3 By using the heat conditions level rank and transition rank determined above in 1 and 2, respectively, the corresponding point in a matrix (i.e., an action matrix) of predetermined heat conditions level ranks and transition ranks is determined to infer the present heat conditions.
4 For the thus-inferred present heat conditions, correction is made according to the corresponding position of the present heat conditions in the action matrix. The action is performed based on the action correction rule obtained from the predetermined heat conditions correction model. The action correction rule mainly comprises the empirical rule of experts, and cannot be determined collectively. A typical factor of the action correcting operation is the amount of the steam blown into the tuyere blast, and the action amount changes with specific operation conditions in the blast furnace, particularly the raw materials used and conditions for loading the raw materials, etc., and cannot be determined collectively.

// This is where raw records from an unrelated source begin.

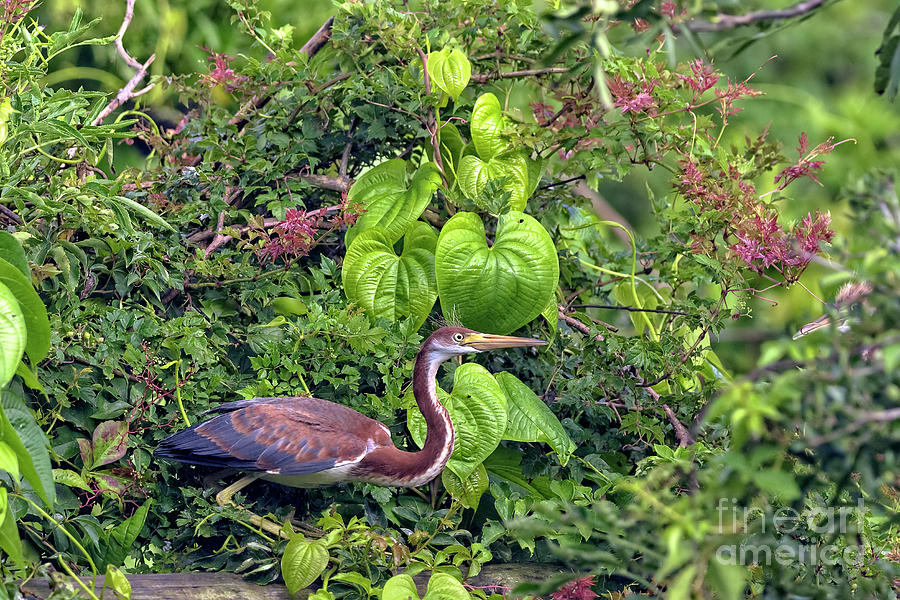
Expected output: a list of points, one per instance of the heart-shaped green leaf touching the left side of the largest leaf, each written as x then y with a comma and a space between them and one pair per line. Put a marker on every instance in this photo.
391, 286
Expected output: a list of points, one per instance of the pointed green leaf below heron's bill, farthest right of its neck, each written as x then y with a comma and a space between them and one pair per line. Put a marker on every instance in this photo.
530, 420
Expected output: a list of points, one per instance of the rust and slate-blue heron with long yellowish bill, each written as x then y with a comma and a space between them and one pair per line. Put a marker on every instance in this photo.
308, 442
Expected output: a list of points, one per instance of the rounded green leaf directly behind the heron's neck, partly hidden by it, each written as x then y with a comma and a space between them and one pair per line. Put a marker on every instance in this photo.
477, 408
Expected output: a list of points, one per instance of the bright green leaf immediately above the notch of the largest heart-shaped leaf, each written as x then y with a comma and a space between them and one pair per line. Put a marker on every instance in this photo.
512, 169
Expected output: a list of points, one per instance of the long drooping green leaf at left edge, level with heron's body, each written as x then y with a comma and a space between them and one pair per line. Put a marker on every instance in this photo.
20, 431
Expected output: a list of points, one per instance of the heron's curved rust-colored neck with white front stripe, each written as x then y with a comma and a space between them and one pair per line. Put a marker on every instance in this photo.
391, 466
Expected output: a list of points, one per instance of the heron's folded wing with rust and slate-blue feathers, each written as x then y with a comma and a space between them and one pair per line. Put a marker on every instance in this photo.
287, 436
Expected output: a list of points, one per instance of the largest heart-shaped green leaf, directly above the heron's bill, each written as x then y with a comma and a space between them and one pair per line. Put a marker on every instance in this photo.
500, 288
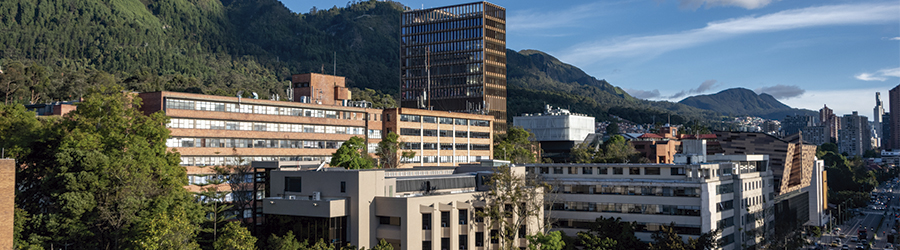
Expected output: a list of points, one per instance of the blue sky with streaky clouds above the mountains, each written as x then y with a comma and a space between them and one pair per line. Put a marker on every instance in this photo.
806, 53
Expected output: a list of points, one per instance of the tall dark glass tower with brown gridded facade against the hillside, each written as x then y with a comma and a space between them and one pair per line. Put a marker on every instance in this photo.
453, 58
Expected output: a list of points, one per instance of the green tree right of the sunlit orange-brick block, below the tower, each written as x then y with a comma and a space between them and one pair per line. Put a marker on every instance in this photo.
516, 146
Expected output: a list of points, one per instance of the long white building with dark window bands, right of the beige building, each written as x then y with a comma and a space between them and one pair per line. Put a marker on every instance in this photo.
699, 193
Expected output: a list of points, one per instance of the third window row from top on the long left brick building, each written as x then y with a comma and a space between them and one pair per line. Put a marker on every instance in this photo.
183, 142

As the corrected heat conditions estimation model, for example, Japanese Examined Patent Publication No. 7-26127 discloses a method in which in the method of inferring the heat conditions level and heat conditions transition from the measurements of the molten iron temperature and information of sensor values, fidelity is introduced to infer heat conditions by using a three-dimensional function of the heat conditions level or heat conditions transition inferd from the molten iron temperature, information of sensor values, and fidelity, which are shown on three axes.

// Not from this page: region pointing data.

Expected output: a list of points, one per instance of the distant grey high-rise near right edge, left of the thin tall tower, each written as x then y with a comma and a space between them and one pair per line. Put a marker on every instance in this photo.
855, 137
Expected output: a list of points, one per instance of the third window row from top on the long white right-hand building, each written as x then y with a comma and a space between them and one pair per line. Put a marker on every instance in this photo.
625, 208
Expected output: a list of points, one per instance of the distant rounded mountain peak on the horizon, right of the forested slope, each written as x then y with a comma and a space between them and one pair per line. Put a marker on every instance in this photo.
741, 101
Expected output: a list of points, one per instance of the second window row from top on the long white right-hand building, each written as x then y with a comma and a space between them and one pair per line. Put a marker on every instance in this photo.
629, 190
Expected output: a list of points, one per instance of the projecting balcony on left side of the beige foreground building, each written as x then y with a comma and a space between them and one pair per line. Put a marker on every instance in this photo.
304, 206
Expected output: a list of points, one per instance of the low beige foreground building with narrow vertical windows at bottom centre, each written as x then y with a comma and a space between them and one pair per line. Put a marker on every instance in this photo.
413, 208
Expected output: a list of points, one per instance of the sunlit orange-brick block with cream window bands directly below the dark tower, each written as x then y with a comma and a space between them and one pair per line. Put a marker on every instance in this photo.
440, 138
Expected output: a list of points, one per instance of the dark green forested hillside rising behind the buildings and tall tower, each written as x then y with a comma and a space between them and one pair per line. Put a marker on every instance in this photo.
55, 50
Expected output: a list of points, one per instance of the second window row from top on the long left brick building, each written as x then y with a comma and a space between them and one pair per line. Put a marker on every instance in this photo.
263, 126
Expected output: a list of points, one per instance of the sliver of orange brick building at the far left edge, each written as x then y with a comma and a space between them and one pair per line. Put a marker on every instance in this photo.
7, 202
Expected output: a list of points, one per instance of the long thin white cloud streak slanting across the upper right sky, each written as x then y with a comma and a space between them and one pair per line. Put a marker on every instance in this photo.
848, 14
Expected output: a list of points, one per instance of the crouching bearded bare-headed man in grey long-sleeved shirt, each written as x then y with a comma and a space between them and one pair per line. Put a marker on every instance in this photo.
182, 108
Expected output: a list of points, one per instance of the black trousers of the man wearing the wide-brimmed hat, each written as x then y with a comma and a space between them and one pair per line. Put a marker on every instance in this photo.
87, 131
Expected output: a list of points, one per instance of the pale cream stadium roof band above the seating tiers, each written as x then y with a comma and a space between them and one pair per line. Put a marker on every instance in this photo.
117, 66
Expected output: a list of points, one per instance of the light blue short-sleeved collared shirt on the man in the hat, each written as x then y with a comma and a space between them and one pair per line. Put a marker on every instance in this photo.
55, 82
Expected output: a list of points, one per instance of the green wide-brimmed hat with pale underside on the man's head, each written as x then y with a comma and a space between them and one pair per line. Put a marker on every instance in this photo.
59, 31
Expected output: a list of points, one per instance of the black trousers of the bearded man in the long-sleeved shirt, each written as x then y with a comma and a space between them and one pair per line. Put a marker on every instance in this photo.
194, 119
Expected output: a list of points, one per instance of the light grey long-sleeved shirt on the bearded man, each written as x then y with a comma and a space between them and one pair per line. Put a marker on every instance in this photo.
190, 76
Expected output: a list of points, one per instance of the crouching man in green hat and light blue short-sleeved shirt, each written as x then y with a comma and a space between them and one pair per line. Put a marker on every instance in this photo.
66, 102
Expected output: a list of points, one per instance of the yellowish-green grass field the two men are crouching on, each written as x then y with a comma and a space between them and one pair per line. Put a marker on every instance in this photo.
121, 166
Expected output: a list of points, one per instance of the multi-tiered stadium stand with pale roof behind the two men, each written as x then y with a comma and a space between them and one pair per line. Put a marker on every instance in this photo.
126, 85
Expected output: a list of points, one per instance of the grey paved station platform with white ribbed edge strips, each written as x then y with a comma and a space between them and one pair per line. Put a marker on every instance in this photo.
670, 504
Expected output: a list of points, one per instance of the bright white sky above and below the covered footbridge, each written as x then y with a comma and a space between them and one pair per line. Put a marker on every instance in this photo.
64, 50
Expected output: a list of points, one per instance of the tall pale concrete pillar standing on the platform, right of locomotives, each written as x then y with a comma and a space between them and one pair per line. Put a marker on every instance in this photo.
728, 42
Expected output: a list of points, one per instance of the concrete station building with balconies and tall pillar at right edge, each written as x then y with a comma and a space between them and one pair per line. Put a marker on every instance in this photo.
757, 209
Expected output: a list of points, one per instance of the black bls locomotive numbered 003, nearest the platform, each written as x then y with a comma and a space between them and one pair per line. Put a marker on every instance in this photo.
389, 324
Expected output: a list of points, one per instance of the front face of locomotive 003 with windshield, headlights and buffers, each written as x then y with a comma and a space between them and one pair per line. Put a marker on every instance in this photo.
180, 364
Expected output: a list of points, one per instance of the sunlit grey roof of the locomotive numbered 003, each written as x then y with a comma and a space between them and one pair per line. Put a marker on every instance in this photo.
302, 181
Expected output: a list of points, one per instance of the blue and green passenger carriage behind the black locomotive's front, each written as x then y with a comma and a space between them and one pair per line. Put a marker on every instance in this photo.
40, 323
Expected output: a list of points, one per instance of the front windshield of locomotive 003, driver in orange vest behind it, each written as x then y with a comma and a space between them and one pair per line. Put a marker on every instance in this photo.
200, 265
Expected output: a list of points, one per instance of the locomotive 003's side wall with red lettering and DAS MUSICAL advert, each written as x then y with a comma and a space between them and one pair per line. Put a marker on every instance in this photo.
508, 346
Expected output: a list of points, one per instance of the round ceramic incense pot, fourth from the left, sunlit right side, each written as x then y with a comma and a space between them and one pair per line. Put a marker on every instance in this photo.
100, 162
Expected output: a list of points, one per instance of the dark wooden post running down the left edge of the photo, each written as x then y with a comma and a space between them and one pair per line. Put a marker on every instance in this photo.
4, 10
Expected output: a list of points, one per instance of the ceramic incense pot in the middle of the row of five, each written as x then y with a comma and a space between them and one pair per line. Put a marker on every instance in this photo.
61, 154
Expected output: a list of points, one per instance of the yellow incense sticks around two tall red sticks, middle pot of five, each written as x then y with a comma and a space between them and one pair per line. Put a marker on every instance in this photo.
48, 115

However, the conventional method of controlling blast heat conditions has the following problems:
Since the temperature of a molten iron is measured in the skimmer, for the above reasons, only the highest temperature of the molten iron measured in the last stage of tapping can be used as a correct heat conditions level. Namely, the correct temperature of the molten iron cannot be obtained until the last stage of each tapping, and thus reliable data of the heat conditions level can be obtained only once for about 3 to 4 hours. This decreases the precision of the inference of the heat conditions level.
Furthermore, the measurements of the temperature of the molten iron in an intermediate period of tapping have low reliability, and thus cannot be used as data for correcting the heat conditions transition. In addition, data with high reliability for inferring the heat conditions level can be obtained at a low frequency, and thus has a long time delay as data for inferring the heat conditions transition. Therefore, the variations in the conventional measurements of the temperature of the molten iron cannot be used as data for correcting the heat conditions transition.

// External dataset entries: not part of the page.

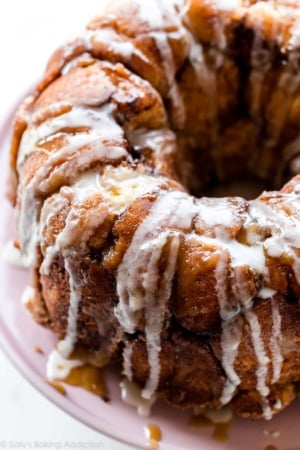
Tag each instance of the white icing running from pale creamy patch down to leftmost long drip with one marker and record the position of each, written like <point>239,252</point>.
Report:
<point>125,182</point>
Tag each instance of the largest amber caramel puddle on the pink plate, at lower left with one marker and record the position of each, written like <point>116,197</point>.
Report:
<point>90,378</point>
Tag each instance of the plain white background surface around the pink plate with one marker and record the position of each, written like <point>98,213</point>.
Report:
<point>29,31</point>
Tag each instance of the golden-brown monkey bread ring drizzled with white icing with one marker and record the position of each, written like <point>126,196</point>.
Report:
<point>152,107</point>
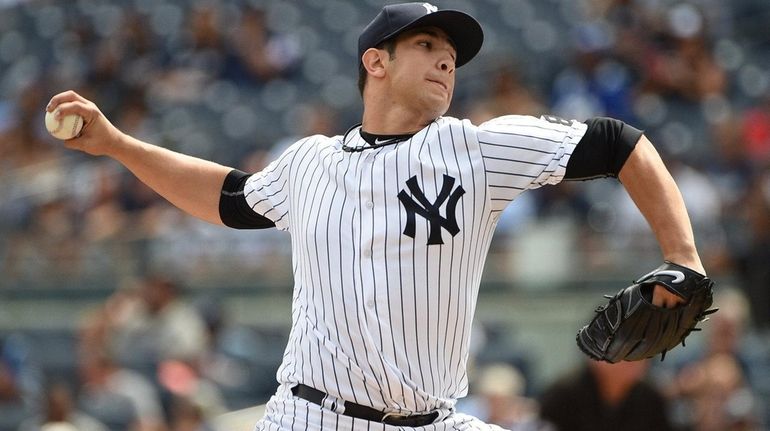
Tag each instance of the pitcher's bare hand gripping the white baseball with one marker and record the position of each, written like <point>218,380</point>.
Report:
<point>98,136</point>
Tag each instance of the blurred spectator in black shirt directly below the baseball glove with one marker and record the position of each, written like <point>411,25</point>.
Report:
<point>605,397</point>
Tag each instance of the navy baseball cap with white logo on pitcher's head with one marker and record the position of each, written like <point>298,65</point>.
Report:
<point>464,31</point>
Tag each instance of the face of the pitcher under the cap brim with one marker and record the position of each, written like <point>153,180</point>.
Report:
<point>422,70</point>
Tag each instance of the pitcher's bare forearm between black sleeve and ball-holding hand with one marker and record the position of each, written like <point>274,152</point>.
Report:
<point>193,185</point>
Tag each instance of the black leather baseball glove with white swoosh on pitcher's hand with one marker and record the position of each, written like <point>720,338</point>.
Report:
<point>630,328</point>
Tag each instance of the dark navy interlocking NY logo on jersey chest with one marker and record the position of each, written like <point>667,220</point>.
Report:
<point>430,210</point>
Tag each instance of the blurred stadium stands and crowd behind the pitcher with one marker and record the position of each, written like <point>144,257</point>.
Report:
<point>117,312</point>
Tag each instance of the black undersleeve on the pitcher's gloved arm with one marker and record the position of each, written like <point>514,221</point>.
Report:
<point>603,149</point>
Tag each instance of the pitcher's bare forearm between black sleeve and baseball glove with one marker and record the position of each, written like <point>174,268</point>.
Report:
<point>653,190</point>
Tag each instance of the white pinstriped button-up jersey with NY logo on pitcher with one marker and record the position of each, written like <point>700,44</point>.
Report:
<point>380,316</point>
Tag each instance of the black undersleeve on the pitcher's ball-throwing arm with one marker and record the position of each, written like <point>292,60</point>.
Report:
<point>234,211</point>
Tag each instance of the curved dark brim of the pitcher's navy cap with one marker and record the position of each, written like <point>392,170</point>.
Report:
<point>464,31</point>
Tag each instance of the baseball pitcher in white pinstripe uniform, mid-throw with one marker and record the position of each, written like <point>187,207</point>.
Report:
<point>390,225</point>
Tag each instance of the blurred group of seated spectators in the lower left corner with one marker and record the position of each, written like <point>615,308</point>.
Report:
<point>148,359</point>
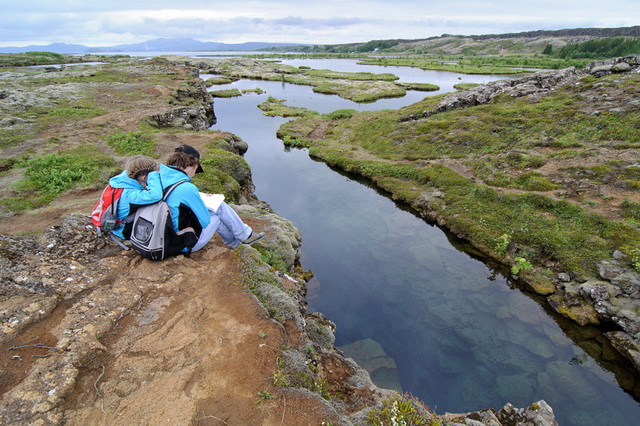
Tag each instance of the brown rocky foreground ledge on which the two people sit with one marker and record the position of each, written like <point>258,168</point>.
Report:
<point>75,308</point>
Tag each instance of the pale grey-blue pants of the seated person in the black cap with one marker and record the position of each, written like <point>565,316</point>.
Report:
<point>226,222</point>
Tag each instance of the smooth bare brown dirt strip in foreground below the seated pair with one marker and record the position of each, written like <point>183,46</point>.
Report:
<point>197,352</point>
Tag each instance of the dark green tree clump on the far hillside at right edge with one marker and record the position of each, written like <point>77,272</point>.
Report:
<point>597,48</point>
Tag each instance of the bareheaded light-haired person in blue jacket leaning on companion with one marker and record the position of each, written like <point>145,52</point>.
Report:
<point>141,185</point>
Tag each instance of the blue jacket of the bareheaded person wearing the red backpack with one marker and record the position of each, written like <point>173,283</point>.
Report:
<point>135,194</point>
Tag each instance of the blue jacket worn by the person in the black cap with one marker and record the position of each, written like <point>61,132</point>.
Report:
<point>184,195</point>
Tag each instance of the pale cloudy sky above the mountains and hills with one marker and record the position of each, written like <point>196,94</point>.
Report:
<point>112,22</point>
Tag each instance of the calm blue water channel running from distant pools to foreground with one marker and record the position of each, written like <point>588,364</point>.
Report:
<point>438,323</point>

On the other hand, reliable information superior to the highest temperature information of the molten iron cannot be obtained as the heat conditions level or the heat conditions transition from various sensor values conventionally used for controlling heat conditions in operations of the blast furnace, for example, the embedded tuyere temperature, the analytical values of the gases at the furnace top, the shaft temperatures at many positions, etc., as described above with respect to the embedded tuyere temperature.